Mujer es curada en la sala de cirugía

“Tienes un tumor del tamaño de una toronja. Necesitas extraerlo. Y para evitar la posibilidad de sangrado incontrolable, también debemos hacer una histerectomía”, dijo el cirujano.
Como enfermera, sabía las complicaciones que pueden resultar de las histerectomías, relata Janet Page, esposa del pastor Jerry, quienes sirven a la Iglesia adventista en Estados Unidos.

Durante meses en mi culto matutino diario, oré y reclamé promesas bíblicas sanadoras. Una y otra vez leo historias de personas que fueron sanadas por Jesús. Seguí orando: “Querido Dios, lo hiciste entonces. Por favor hazlo ahora”.

Realmente quería entregarlo a su voluntad. Mi corazón suplicaba: “Hágase tu voluntad, pero si es posible, por favor, quítame el tumor”. Seguía escudriñando mi corazón y pidiéndole a Dios que revelara todo lo que necesitaba para confesar y hacer las cosas bien.

No quería que nada pudiera impedirle a Dios contestar mi oración.

Solo unos días antes de la cirugía, me hice una segunda ecografía para verificar nuevamente el tamaño del tumor. El médico me aconsejó que donara algo de mi sangre para tenerla a mano si fuera necesario.

Todavía luchando, llamé a mi amiga Juanita Kretschmar y le pedí que orara al encontrarse conmigo. Pasé un tiempo precioso con ella. *

La cirugía fue programada en una ciudad a dos horas de casa. El pastor local y su esposa amablemente nos abrieron su casa a Jerry y a mí. Pregunté si me ungirían para sanarme.

Mi unción fue un momento especial. Sentí que Dios estaba cerca. Sentí que estaba curada. “Bendice, alma mía, al Señor, y no olvides ninguno de sus beneficios; que perdona todas tus iniquidades, que sana todas tus enfermedades, que redime tu vida de la destrucción, que te corrige con misericordia”. (Salmo 103: 2). -4).

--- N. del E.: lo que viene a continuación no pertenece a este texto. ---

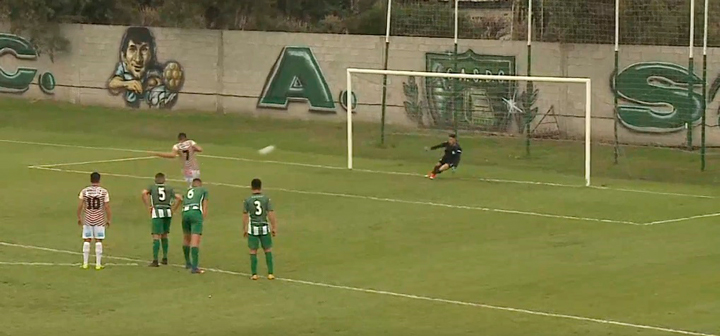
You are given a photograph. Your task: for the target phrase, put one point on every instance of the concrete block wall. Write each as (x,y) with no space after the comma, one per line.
(225,72)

Aunque sentí que había sido sanada, no dije nada al respecto. Pero en el camino al hospital a la mañana siguiente, le dije a mi esposo que creía que el tumor ya no estaba. En el hospital, le dije a la enfermera quirúrgica que necesitaba hablar con el cirujano. Le expliqué que era cristiana, que había sido ungida, y que pensé que había sido sanada. Tranquilamente, ella respondió: “Janet, tienes un tumor de cuatro pulgadas. Necesitas cirugía”.

“Si ves que no tengo el tumor, ¿prometes no hacerme una histerectomía?”, tuve que preguntarle tres veces antes de aceptar.

Comenzaron y dormí. Lo siguiente que supe es que una enfermera estaba sacudiendo mi hombro. “¡Janet! Janet, despierta. ¡No hubo tumor! “Poco después, el cirujano llegó diciendo:” ¡No lo puedo creer! ¡No tiene el tumor! ¡No necesitó ninguna histerectomía! “Luego hizo una pausa y preguntó: “¿Podría orar por mi trabajo como médico?”, Jerry y yo oramos con él.

Jerry avisó a nuestros amigos anfitriones sobre las buenas noticias. Cuando entramos a su casa, el dueño de casa dijo bruscamente: “¡No creo en la unción, no creo!”. Luego compartió que sus dos padres habían muerto de cáncer. Él había orado mucho y los ungió, pero ninguno de los dos había sido sanado.

No sé por qué Dios a veces sana instantáneamente, mientras que a otras las sana durante un largo proceso o en la resurrección. Pero sí sé que se puede confiar en Dios. Durante años he tenido dificultades con mi cuello por un accidente automovilístico. Dios no ha elegido eliminar ese dolor que tengo. Pero seguiré invocando su nombre y pidiéndole y agradeciéndole por sanar en su tiempo y conforme a su voluntad.